Spirits & Liqueurs Liqueur

DeKuyper Blue Curaçao Liqueur Review

This affordable blue liqueur packs an olfactory orange punch.

DeKuyper Blue Curacao Liqueur bottle

Liquor.com / Laura Sant

liquor.com rating:
2

DeKuyper Blue Curaçao Liqueur is an electric-blue liqueur with high-toned flavors of bitter orange and lemon.
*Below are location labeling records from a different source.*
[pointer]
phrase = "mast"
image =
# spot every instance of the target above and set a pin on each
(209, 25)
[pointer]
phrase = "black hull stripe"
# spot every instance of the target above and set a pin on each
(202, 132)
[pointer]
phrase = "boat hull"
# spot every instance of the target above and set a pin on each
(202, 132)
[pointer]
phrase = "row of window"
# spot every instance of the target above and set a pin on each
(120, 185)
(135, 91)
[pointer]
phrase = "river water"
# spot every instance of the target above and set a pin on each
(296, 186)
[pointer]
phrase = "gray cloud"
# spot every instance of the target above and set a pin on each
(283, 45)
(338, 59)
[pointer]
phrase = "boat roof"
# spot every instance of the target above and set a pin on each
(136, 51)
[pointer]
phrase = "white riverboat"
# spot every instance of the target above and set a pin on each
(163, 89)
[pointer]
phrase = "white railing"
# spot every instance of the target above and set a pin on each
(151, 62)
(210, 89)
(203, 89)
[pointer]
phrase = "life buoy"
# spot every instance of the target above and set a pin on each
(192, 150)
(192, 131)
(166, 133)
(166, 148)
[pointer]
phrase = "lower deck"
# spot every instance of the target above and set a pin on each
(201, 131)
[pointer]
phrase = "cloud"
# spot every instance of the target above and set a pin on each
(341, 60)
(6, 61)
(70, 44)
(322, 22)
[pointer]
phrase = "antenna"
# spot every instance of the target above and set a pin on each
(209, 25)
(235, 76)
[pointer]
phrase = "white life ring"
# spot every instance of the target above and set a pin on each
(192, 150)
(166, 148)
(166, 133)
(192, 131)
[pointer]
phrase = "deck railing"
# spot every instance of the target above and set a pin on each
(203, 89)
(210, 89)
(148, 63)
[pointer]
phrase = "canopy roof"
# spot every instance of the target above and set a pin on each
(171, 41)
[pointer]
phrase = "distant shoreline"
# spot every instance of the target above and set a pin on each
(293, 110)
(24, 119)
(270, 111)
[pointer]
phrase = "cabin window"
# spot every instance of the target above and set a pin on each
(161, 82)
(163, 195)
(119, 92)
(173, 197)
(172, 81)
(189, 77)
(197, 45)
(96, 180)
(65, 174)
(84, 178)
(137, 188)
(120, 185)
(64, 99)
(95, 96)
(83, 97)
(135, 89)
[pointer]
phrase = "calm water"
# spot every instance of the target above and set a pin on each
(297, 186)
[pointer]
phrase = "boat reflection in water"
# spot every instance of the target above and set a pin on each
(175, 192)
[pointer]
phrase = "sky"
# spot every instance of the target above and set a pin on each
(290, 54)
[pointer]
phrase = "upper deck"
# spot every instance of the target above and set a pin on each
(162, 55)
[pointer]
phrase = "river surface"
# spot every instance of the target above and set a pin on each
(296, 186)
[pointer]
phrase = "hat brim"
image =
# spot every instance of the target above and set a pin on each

At $11 a bottle, it likely isn’t distilled with real Laraha oranges from the island of Curaçao, but bartenders looking for an affordable and reliable ingredient to punch up Blue Hawaiis and Blue Lagoons probably won’t mind.

Fast Facts

Classification liqueur

Company John DeKuyper & Sons (Beam Suntory)

Distillery produced in Clermont, Kentucky

Proof 48 (24% ABV)

MSRP $11

Pros
  • Good value for the price

  • Solid orange aromas and flavors

  • Doesn’t rely on high-fructose corn syrup as a sweetening agent

Cons
  • It’s not particularly complex: Bartenders looking for both high- and low-tone notes in modifiers won’t find more than citrus and color.
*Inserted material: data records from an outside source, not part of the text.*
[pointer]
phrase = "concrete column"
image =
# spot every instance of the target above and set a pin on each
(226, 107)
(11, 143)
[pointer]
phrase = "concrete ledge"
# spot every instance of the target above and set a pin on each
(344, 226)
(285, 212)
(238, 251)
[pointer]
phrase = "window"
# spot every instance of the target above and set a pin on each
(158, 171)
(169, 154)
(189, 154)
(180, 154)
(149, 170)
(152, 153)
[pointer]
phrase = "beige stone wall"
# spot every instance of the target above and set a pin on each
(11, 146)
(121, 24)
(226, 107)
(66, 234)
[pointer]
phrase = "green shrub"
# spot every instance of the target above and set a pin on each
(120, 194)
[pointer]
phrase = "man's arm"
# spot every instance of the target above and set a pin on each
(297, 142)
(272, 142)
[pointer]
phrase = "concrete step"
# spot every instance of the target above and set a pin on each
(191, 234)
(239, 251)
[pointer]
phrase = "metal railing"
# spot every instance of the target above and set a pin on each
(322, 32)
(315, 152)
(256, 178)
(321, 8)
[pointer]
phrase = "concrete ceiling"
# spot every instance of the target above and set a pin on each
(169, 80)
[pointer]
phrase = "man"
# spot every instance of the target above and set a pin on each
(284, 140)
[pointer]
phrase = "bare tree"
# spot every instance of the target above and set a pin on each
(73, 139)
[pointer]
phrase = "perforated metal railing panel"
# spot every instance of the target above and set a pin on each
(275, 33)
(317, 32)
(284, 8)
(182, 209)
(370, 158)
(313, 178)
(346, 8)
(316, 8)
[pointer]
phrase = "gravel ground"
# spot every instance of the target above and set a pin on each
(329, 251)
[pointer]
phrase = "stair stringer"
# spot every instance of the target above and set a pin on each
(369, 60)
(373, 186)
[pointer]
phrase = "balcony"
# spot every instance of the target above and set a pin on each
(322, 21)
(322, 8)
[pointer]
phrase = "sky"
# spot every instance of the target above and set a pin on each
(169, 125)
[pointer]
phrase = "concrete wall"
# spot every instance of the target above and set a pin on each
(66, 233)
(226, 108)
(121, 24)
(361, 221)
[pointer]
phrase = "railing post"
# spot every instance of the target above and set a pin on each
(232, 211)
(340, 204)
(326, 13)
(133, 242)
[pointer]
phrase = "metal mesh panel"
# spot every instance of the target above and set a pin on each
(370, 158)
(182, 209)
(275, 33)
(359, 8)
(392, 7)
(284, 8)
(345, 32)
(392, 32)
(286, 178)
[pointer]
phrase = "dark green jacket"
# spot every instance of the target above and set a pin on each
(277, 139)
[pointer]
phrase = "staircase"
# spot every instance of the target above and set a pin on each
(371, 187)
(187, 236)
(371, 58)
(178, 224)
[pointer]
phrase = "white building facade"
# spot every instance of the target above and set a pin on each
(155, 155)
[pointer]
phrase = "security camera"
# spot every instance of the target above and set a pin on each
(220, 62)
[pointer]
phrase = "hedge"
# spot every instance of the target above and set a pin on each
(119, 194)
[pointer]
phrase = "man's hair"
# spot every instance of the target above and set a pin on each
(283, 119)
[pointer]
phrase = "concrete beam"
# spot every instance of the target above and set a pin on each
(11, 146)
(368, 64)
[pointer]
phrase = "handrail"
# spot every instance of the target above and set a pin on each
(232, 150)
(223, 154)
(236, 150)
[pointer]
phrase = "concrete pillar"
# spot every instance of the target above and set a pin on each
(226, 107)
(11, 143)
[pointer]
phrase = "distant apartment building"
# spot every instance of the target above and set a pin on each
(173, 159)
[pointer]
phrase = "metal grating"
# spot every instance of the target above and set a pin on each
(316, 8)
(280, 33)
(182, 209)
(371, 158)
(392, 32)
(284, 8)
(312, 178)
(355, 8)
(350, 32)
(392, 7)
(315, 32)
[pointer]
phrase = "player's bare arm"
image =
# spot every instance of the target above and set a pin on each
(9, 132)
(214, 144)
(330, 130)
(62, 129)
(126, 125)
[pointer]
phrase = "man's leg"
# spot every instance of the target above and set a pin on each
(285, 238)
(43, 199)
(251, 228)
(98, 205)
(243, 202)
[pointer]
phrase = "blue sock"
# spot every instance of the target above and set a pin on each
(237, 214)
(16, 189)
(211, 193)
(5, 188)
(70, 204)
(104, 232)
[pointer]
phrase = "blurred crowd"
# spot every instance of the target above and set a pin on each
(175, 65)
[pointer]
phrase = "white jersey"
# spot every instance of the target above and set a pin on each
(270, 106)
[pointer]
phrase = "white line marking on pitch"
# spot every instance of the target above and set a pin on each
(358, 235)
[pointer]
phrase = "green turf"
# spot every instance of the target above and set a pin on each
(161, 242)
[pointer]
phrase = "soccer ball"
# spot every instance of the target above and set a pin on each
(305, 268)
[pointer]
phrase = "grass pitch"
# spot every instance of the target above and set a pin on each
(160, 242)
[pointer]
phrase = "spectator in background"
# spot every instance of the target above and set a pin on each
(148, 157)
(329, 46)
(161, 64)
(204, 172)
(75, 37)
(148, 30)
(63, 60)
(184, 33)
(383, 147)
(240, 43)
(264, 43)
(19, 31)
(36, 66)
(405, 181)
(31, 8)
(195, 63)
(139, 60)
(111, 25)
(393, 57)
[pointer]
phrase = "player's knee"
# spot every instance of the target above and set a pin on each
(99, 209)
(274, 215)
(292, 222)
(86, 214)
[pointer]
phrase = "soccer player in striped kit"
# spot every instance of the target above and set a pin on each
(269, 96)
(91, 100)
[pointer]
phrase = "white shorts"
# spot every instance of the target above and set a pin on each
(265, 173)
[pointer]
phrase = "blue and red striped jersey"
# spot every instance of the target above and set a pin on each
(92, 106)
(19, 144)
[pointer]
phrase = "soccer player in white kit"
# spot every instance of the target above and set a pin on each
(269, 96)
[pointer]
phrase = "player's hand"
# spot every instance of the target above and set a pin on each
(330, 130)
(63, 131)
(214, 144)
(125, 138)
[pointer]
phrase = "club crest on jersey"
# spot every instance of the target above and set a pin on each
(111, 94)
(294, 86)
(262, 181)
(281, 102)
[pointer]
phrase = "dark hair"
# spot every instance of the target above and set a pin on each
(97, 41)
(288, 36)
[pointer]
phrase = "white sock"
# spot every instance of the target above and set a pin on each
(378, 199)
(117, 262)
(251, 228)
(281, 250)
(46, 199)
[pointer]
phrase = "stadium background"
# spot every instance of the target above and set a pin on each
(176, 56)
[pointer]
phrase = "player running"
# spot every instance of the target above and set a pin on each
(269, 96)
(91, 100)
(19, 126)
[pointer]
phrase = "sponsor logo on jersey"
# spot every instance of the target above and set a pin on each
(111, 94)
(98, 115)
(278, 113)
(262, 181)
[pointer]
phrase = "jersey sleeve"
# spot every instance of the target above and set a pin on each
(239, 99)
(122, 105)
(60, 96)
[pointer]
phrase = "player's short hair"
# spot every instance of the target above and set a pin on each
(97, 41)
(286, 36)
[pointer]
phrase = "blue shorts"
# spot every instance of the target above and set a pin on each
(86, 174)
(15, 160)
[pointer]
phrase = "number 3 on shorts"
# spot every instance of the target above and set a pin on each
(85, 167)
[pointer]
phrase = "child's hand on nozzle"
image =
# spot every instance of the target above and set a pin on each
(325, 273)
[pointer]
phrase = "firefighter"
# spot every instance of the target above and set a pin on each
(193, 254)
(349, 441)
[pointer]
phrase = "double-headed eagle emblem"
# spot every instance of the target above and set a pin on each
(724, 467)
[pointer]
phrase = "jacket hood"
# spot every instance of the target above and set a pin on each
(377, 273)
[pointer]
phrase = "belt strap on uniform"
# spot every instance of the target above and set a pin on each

  • The company says it uses “natural” flavors, but is less than forthcoming on what those natural flavors are.

Tasting Notes

Color: Electric royal blue, akin to the shade used for Easter-egg dye or well ink dissolved in water

Nose: Bitter and bright fresh orange

Palate: Vibrant orange flavor and an oily, silky texture on the tongue. You might expect thoroughly artificial aromas and flavor from the electric-blue hue, but the citrus offers pleasant, bitter orange and lemony notes, and the liqueur isn’t cloyingly sweet.
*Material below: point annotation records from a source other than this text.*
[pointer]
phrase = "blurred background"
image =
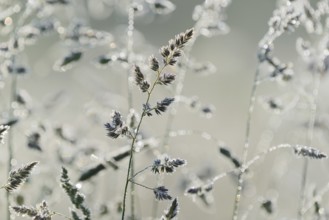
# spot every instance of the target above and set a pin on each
(65, 107)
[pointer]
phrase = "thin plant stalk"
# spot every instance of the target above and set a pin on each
(310, 134)
(130, 44)
(252, 100)
(13, 94)
(179, 88)
(132, 146)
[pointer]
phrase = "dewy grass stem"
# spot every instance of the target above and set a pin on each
(149, 93)
(252, 100)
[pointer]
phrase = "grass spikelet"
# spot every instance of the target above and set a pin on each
(18, 177)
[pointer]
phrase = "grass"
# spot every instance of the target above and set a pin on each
(164, 153)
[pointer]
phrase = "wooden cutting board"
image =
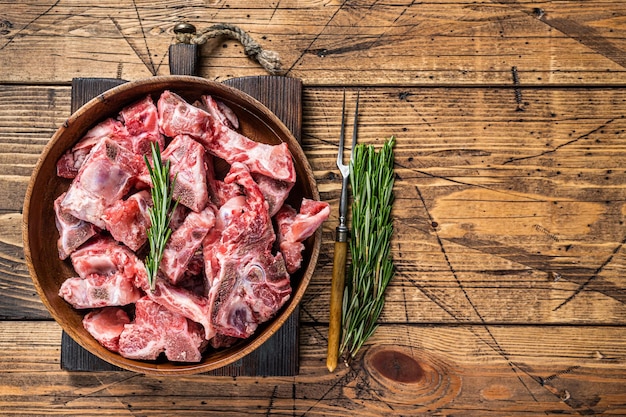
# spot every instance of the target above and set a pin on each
(279, 355)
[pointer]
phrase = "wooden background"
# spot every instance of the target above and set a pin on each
(509, 220)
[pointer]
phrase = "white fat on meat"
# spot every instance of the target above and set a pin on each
(106, 326)
(188, 172)
(156, 329)
(294, 228)
(73, 232)
(184, 242)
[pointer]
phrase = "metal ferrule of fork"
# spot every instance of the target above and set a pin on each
(342, 231)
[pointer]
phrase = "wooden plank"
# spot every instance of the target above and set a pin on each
(440, 42)
(494, 370)
(511, 211)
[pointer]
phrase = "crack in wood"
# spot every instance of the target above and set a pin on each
(597, 272)
(315, 38)
(19, 32)
(556, 148)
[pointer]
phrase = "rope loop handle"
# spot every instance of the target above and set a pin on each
(186, 33)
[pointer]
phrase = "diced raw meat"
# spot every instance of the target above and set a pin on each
(251, 291)
(178, 216)
(274, 161)
(252, 284)
(194, 279)
(99, 291)
(73, 232)
(184, 302)
(106, 326)
(69, 164)
(104, 256)
(177, 117)
(141, 120)
(221, 341)
(274, 191)
(184, 242)
(105, 177)
(187, 164)
(155, 330)
(294, 228)
(219, 191)
(219, 111)
(128, 220)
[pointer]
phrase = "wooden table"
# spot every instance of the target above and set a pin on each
(509, 219)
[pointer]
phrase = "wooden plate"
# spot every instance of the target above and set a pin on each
(40, 234)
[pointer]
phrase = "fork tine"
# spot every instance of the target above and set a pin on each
(341, 135)
(356, 123)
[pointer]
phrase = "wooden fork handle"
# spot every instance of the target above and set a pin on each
(336, 301)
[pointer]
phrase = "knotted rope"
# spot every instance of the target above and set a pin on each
(186, 33)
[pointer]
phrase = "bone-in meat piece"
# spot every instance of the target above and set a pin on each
(294, 228)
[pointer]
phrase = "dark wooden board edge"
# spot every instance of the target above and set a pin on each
(279, 356)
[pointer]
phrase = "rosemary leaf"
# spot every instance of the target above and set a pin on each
(160, 212)
(371, 268)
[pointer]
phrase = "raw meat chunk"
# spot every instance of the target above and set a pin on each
(73, 232)
(184, 242)
(105, 177)
(96, 291)
(219, 191)
(155, 330)
(177, 117)
(274, 191)
(251, 284)
(69, 164)
(187, 164)
(294, 228)
(128, 220)
(106, 326)
(104, 256)
(141, 120)
(273, 161)
(184, 302)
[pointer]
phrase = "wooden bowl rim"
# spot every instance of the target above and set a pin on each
(273, 123)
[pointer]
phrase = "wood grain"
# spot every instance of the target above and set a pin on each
(500, 218)
(442, 42)
(461, 372)
(509, 117)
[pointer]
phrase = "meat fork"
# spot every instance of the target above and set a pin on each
(341, 243)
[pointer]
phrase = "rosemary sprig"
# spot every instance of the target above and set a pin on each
(371, 269)
(160, 212)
Finish: The bitter orange sticks around, but a sweet sensation also lingers on the back of the palate. 

Our Review

The ubiquitous nature of DeKuyper liqueurs almost makes you forget about the brand itself. But despite its speed-rack status in the modern cocktail world, the maker of crystal-clear triple sec and neon-green apple schnapps has a storied history that dates back centuries. Founded as a cask-making company in 1695 by Petrus De Kuyper in the Netherlands, the company eventually opened a distillery that made Dutch-style genever. By the early 20th century, the family was in the liqueur business, for which it has become most well-known.

Curaçao liqueur, meanwhile, originated on its namesake island in the Caribbean in 1896, when someone had the genius idea to sun-dry the peels of the island’s inedible bitter Laraha oranges with spices and herbs and distill them with alcohol. But the liqueur wasn’t associated with the color blue until the Dutch company Bols developed its own dyed version, and soon imitators like DeKuyper abounded.

Although DeKuyper will not reveal details on the recipe for its blue curaçao, it’s fervent about its use of “natural” ingredients. Fair enough, but this likely means we’re talking about extracts for flavor and aroma rather than dried and macerated skins from the Laraha orange (or any orange) or the petals of butterfly pea flowers for color. The bottle simply says it “contains certified color,” which by FDA standards may be derived from natural or artificial sources. 

For $11 a bottle, however, you probably wouldn’t expect hand-harvested flowers or carefully peeled oranges from Curaçao. What you do get is a pretty decent, if basic, product for all your most beloved blue curaçao-based cocktails. (How can you watch Blue Hawaii without sipping its eponymous drink, after all?) It smells of bitter oranges and a lemony note that, while a tiny bit Pledge-like, is balanced and authentically citrusy.

Interesting Fact

On the advent of the liqueur’s 300th anniversary in 1995, Netherlands’ Queen Beatrix Armgard bestowed De Kuyper (the Dutch brand name includes a space) with a “Royal” designation, which it uses as part of its official name, De Kuyper Royal Distillers, today.

The Bottom Line

Inexpensive and dependable, DeKuyper Blue Curaçao offers decent citrus aroma and flavor and a striking blue hue at a very affordable price.